A system can be modeled by $(z + 3)(z + 2)(z + 1) + C = 0$, where $C > 0$, and $z = x + iy$. When it is marginally stable $Re(z) = 0$.
What are the values of the roots in marginally stable condition? At what values of $C$ do they occur?
Please give me help, as I don't know how to go about this question.

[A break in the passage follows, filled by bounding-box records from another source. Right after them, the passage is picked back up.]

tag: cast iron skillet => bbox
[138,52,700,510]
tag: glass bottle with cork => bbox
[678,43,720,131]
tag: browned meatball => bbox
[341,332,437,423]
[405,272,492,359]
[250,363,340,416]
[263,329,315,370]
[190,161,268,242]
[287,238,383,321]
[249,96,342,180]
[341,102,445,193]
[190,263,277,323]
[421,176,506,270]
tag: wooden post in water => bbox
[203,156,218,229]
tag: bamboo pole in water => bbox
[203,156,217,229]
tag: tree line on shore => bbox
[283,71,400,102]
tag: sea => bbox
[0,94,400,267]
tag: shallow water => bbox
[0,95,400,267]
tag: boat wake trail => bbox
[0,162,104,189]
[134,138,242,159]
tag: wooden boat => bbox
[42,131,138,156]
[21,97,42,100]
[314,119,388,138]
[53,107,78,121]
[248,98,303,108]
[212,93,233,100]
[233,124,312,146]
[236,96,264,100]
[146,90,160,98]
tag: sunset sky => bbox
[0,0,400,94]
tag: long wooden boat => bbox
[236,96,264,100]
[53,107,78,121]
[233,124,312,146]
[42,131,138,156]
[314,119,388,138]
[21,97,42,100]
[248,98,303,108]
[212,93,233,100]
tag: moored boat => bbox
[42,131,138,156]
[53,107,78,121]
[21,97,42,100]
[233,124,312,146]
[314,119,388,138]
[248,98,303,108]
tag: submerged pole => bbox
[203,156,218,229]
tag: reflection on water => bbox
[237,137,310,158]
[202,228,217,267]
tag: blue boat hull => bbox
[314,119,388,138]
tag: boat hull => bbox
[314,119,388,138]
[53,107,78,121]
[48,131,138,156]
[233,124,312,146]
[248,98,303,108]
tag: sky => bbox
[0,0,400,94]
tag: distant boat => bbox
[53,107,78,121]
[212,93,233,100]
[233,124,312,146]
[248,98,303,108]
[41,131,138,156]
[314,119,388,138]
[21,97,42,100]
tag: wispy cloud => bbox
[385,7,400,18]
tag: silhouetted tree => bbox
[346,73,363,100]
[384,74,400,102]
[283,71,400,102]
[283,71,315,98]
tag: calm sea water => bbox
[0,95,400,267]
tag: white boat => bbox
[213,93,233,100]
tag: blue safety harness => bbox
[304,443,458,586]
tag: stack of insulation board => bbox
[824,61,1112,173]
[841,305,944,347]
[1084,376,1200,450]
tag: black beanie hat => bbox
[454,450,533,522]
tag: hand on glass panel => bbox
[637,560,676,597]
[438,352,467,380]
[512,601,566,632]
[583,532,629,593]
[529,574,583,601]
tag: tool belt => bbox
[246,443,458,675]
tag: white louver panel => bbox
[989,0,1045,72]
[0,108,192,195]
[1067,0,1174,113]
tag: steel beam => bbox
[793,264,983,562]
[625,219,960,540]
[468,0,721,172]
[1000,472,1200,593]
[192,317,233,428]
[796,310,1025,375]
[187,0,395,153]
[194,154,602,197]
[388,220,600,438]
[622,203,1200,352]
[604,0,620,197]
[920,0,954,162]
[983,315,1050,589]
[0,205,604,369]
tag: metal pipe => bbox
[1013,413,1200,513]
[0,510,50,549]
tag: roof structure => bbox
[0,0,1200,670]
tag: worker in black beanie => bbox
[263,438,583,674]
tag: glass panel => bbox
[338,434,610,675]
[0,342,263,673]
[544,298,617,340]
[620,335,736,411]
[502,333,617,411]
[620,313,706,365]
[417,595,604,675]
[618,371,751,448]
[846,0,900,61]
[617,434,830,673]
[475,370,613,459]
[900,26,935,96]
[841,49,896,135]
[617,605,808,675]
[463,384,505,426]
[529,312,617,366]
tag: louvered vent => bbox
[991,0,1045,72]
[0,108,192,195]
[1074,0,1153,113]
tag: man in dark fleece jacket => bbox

Thanks in advance, Adithya
If $(z + 3)(z + 2)(z + 1) + C = 0$ is the characteristic equation for a transfer function (usually denoted in powers of $s$), we can apply the Routh-Hurwitz criterion. Unless there is more to the question, I will assume this is the case. We have that $$ (z + 3)(z + 2)(z + 1) + C = z^3 + 6z^2 + 11z + 6 + C $$ Then \begin{array}{ccc} z^3 & 1 & 11\\ z^2 & 6 & 6 + C\\ z^1 & \frac{6 + C - 66}{6} & 0\\ z^0 & 6 + C \end{array} For the system to be stable, all the coefficients in the second column must have the same sign. Therefore, $\frac{6 + C - 66}{6} > 0$ and $6 + C > 0$. $$ C > -6 $$ and $$ C > 60 $$ Thus, $C > 60$. Now, if $C = 60$, $(z + 3)(z + 2)(z + 1) + C = z^3 + 6z^2 + 11z + 6 + C$, will have two roots on the imaginary axis. Using the second row of the Routh-Hurwitz table, we see that $z = \pm i\sqrt{11}$ are the two roots on the imaginary axis.